I’m not trying to design a cast of negativity around wanting more for yourself and thus expecting more from yourself, but instead, a sense of realism.

I’m learning to honor the contradictions in life — I’ve shifted my intention from living an idealistic day by setting realistic expectations that challenge me without dismantling the progression toward my long-term goals.

Suppose I believe that being okay with focusing on a bucket that doesn’t address my desired experiences immediately categorizes me as an imposter or hypocrite. In that case, I’ll always question if I’m living life “right,”… wondering if I should stretch myself thin instead of soaking in and claiming the offerings of where I am.

I would also not allow myself to design a routine that discourages a notion of toxic positivity and the binary life approach of right/wrong and good/bad.
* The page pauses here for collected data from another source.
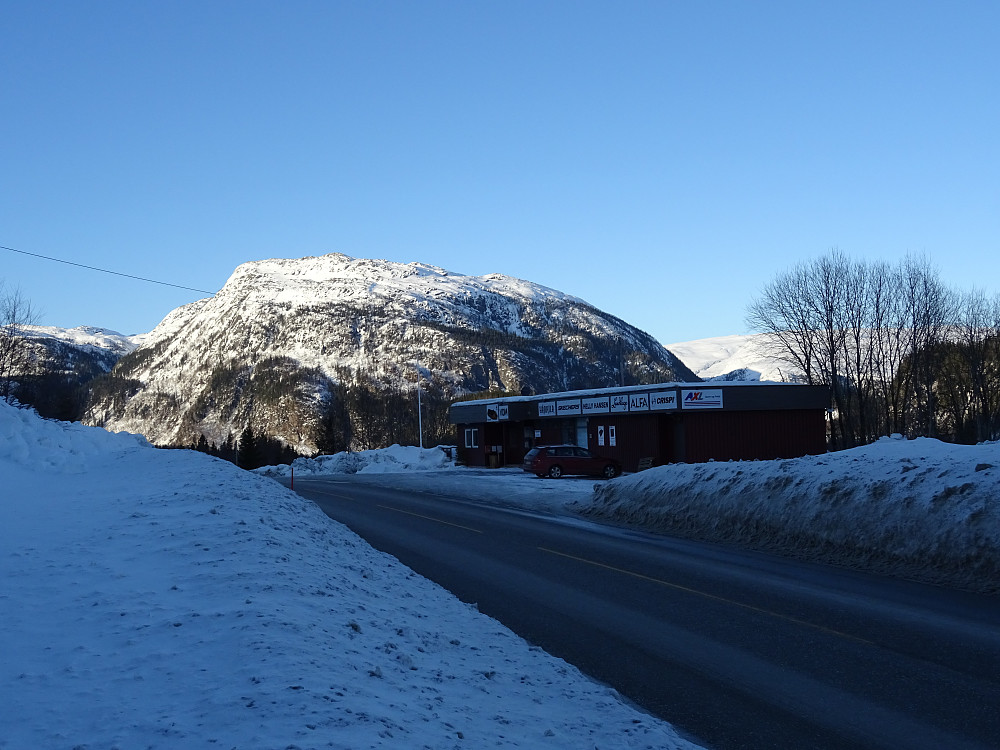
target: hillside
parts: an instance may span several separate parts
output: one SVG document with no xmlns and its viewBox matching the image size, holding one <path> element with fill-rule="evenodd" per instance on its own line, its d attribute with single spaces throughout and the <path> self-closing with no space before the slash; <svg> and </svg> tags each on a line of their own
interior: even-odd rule
<svg viewBox="0 0 1000 750">
<path fill-rule="evenodd" d="M 11 373 L 14 397 L 43 416 L 65 420 L 80 418 L 86 385 L 110 372 L 142 340 L 91 326 L 27 325 L 21 334 L 27 342 L 26 357 Z"/>
<path fill-rule="evenodd" d="M 301 453 L 415 442 L 443 405 L 697 377 L 648 334 L 509 276 L 334 254 L 239 266 L 172 312 L 106 378 L 86 421 L 161 445 L 220 444 L 248 424 Z"/>
</svg>

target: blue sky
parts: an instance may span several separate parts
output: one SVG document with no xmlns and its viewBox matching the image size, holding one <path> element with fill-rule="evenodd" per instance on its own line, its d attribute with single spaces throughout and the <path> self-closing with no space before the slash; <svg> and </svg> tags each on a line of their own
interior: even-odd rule
<svg viewBox="0 0 1000 750">
<path fill-rule="evenodd" d="M 0 0 L 0 245 L 215 291 L 343 252 L 663 343 L 839 248 L 998 291 L 1000 3 Z M 46 325 L 204 295 L 0 250 Z"/>
</svg>

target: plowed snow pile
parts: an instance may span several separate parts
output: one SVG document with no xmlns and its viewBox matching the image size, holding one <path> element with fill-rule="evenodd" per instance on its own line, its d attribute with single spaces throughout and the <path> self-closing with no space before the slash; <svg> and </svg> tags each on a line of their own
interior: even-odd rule
<svg viewBox="0 0 1000 750">
<path fill-rule="evenodd" d="M 689 748 L 270 479 L 0 401 L 0 748 Z"/>
<path fill-rule="evenodd" d="M 783 461 L 598 484 L 585 515 L 974 591 L 1000 591 L 1000 444 L 882 438 Z"/>
</svg>

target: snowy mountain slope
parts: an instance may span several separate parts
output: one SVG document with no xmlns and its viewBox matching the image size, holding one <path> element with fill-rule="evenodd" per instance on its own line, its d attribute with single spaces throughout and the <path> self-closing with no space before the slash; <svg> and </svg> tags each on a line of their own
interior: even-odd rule
<svg viewBox="0 0 1000 750">
<path fill-rule="evenodd" d="M 0 400 L 0 748 L 693 746 L 276 482 Z"/>
<path fill-rule="evenodd" d="M 802 373 L 767 353 L 763 334 L 715 336 L 668 344 L 667 350 L 705 380 L 798 382 Z"/>
<path fill-rule="evenodd" d="M 87 420 L 158 444 L 218 442 L 253 422 L 310 453 L 336 385 L 411 392 L 418 371 L 442 400 L 696 379 L 648 334 L 562 292 L 335 254 L 238 267 L 119 362 Z"/>
<path fill-rule="evenodd" d="M 110 371 L 121 357 L 135 351 L 143 338 L 91 326 L 24 326 L 22 331 L 41 368 L 79 373 L 81 377 L 91 371 Z"/>
</svg>

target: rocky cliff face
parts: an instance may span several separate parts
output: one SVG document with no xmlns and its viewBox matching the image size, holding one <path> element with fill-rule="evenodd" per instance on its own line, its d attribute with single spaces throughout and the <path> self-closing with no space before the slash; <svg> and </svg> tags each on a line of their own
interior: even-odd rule
<svg viewBox="0 0 1000 750">
<path fill-rule="evenodd" d="M 238 267 L 99 379 L 86 421 L 157 444 L 220 443 L 252 423 L 303 453 L 331 431 L 370 447 L 408 424 L 397 407 L 418 373 L 432 410 L 486 390 L 697 380 L 649 335 L 553 289 L 337 254 Z"/>
</svg>

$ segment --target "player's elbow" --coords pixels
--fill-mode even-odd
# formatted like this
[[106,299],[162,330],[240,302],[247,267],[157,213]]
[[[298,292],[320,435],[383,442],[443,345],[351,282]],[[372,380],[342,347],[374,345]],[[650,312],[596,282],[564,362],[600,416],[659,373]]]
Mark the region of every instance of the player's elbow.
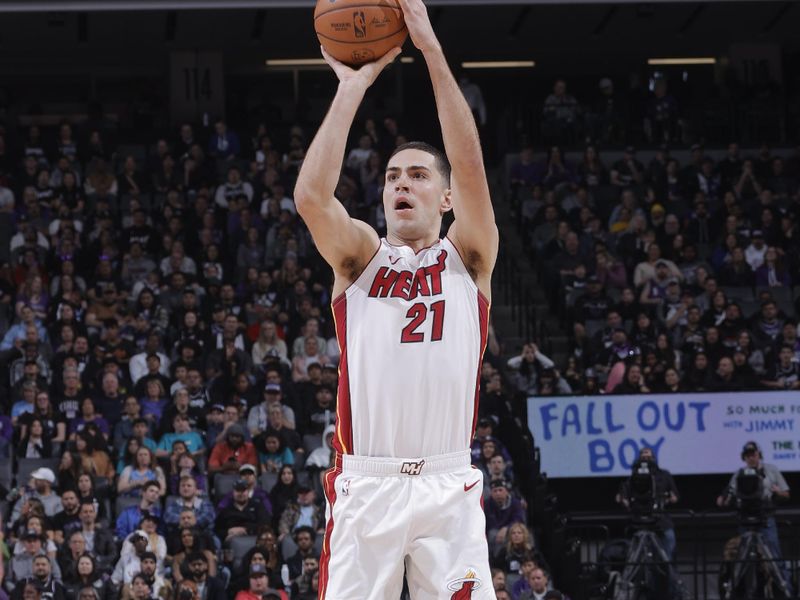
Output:
[[306,185],[298,183],[294,188],[294,205],[302,216],[315,205],[319,205],[320,194]]

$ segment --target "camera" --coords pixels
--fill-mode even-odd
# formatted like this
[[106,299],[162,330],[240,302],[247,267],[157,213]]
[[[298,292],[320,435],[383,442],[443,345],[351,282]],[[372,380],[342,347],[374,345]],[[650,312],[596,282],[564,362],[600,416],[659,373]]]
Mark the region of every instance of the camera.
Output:
[[664,498],[658,493],[656,471],[650,460],[639,459],[633,463],[628,480],[628,506],[634,521],[654,523],[655,514],[664,510]]
[[742,523],[759,525],[766,519],[764,475],[759,469],[745,467],[736,473],[736,509]]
At any particular moment, living a life that provides fulfillment through the freedom to explore and experience what I love will only proceed with the day-to-day realities I face. With this objective chaos comes a rich and complex experience.

I’m still accepting that plans don’t always go as planned, contributing to our life’s texture.

I have to be unapologetic about what I will need to thrive.

I have to stop chasing the idealistic picture of what composes a valuable life.

When seeking to build the endurance to sustain personal development, I have to allow myself to [re]-explore the nuances of desire and the coexistence of multiple and potentially contradictory objectives.

I have to implement a p̶e̶r̶f̶e̶c̶t̶ good plan to start today and not delay to an undefined tomorrow.